# [SOLVED] help! error black screen realtek pcie gbe famili controller



## Boss777

I got nice laptop always worked good and now played game and for some reason its like some one did clouded game and my PC **** down and when I power it on it says this product is covered by one or.more patents
Realtek pacier gneiss family controller series v2.35 
And that's it won't do anything please need help any one!


----------



## joeten

*Re: help error black screen product coveres with one or more patents.*

Hi have you tried starting with either safe mode or last known good configuration try tapping F8 on booting then choose last known good configuration if that does not work try booting again and choose safe mode with networking


----------



## makinu1der2

*Re: help! error black screen realtek pcie gbe famili controller*

What make/model laptop?

Boot into the BIOS (System Setup Menu) and check to see if the hard drive is recognized.


----------



## Boss777

Yes i try safe mode no safe mode anymore for me when i power it on it shows dell logo abd goes to that black logo


----------



## Boss777

makinu1der2 said:


> What make/model laptop?
> 
> Boot into the BIOS (System Setup Menu) and check to see if the hard drive is recognized.


I got dell xps 14 i5 
How do i do that i try f12 boot many and f2 but cant find bios i thought it was harddrive to but dont know how to get to bios


----------



## Boss777

Just did some test and it says harddrive runing but stile same meassage family control on black screen maybe i need to upgrade lan drivers but how


----------



## spunk.funk

*Re: help! error black screen realtek pcie gbe famili controller*



> Just did some test and it says harddrive runing


Press *F12* and do the Dell Diagnostics on the HDD and the Memory.


----------



## Boss777

spunk.funk said:


> Press F12 and do the Dell Diagnostics on the HDD and the Memory.

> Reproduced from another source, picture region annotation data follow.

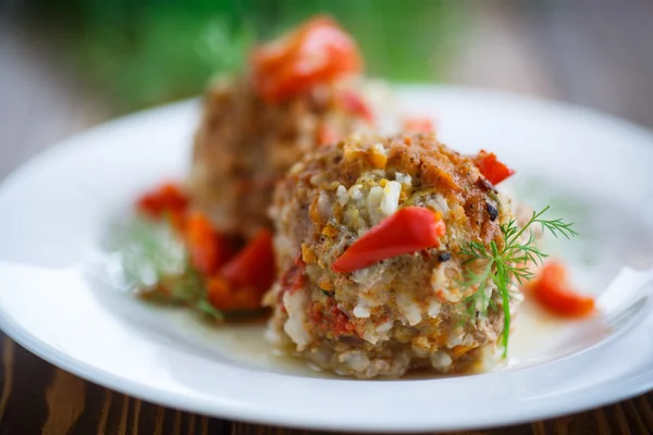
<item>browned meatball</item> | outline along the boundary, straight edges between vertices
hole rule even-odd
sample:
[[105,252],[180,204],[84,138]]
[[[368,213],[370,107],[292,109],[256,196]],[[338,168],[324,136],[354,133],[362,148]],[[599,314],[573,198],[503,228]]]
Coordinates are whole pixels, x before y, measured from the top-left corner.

I did and it said pass it took an hour to do the test


----------



## makinu1der2

*Re: help! error black screen realtek pcie gbe famili controller*

F2 should allow you to enter the BIOS (System Setup Menu)

Once there check the Boot Options and make sure correct and hard drive is listed,


----------



## Boss777

makinu1der2 said:


> F2 should allow you to enter the BIOS (System Setup Menu)
> 
> Once there check the Boot Options and make sure correct and hard drive is listed,























Hear is a pic i cant go to bios its all i have hear


----------



## Boss777

Harddrive test pass


----------



## makinu1der2

*Re: help! error black screen realtek pcie gbe famili controller*

While in the BIOS reset to defaults and save and exit.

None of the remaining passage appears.